Harian Sederhana, Bogor – Pembebasan lahan untuk proyek pelebaran Jembatan Otto Iskandardinata (Otista), hingga kini masih belum ada kepastian, sebab pemilk tanah belum mendapatkan kejelasan soal besaran nominal yang bakal diterima.
Saat dikonfirmasi, Ketua RW 01, Kampung Kebun Kelapa, Kelurahan Baranangsiang, Kecamatan Bogor Tengah, Ii Cahyadi mengatakan bahwa secara umum para pemilik lahan yang terdampak sama sekali tak merasa keberatan. Sebab, mereka sudah bersedia jika dibebaskan.
Tetapi, pemilik lahan merasa ada sedikit ganjalan lantaran pengajuan besaran ganti rugi, jauh dari harapan. Hal itu terkuak saat dilakukan rapat perdana di Kelurahan Baranangsiang.
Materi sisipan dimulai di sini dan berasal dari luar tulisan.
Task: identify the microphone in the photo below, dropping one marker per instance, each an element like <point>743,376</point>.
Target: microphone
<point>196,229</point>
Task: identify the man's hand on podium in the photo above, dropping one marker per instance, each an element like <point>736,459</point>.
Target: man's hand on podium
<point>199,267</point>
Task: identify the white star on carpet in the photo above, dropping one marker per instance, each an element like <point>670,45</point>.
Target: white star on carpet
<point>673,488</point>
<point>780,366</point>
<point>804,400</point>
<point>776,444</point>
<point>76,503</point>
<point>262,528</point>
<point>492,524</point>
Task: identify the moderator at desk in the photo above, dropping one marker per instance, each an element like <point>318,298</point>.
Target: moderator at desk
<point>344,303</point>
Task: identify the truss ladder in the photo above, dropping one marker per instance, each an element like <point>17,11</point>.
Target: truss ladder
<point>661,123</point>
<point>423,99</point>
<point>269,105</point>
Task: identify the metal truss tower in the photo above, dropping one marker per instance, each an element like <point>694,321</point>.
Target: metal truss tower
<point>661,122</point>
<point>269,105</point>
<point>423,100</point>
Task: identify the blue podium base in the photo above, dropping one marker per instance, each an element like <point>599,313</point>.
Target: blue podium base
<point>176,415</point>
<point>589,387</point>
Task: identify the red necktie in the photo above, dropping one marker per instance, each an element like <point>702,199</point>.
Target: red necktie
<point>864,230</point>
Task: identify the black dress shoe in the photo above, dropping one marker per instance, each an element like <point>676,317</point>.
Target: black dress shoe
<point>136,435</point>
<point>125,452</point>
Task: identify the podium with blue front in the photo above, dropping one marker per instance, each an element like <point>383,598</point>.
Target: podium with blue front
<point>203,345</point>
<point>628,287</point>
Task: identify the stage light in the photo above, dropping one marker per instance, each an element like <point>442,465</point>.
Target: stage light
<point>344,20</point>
“Ya, dalam rapat itu, pemerintah menawarkan harga Rp1 juta hingga Rp3 juta permeter. Enam pemilik lahan setuju untuk dibebaskan, tapi mereka nggak mau kalau tanahnya dihargain murah,” katanya.
Nominal tersebut, dinilai tak pas dengan harha pasaran lahan di kawasan Otto Iskandardinata, yang notabenenya berada di pusat Kota Bogor. “Kemudian, dari diberi penawaran berbeda, mulai dari Rp1 juta dan ada yang hampir Rp3 juta permeter. Warga inginnya rata,” paparnya.
Sementara itu, Kepala Dinas Pekerjaan Umum dan Penataan Ruang (PUPR), Chusnul Rozaqi menyatakan bahwa bila hingga kini belum ada titik terang mengenai nominal kesepakatan harga lahan. “Belum ada kesepakatan pada pertemuan itu,” ucap Chusnul
Masih kata dia, mayoritas pemilik lahan ingin harga lahannya dihargai Rp 5 juta permeter. Kendati demikian, pihaknya belum bisa memberikan keputusan pasti kaitan ini.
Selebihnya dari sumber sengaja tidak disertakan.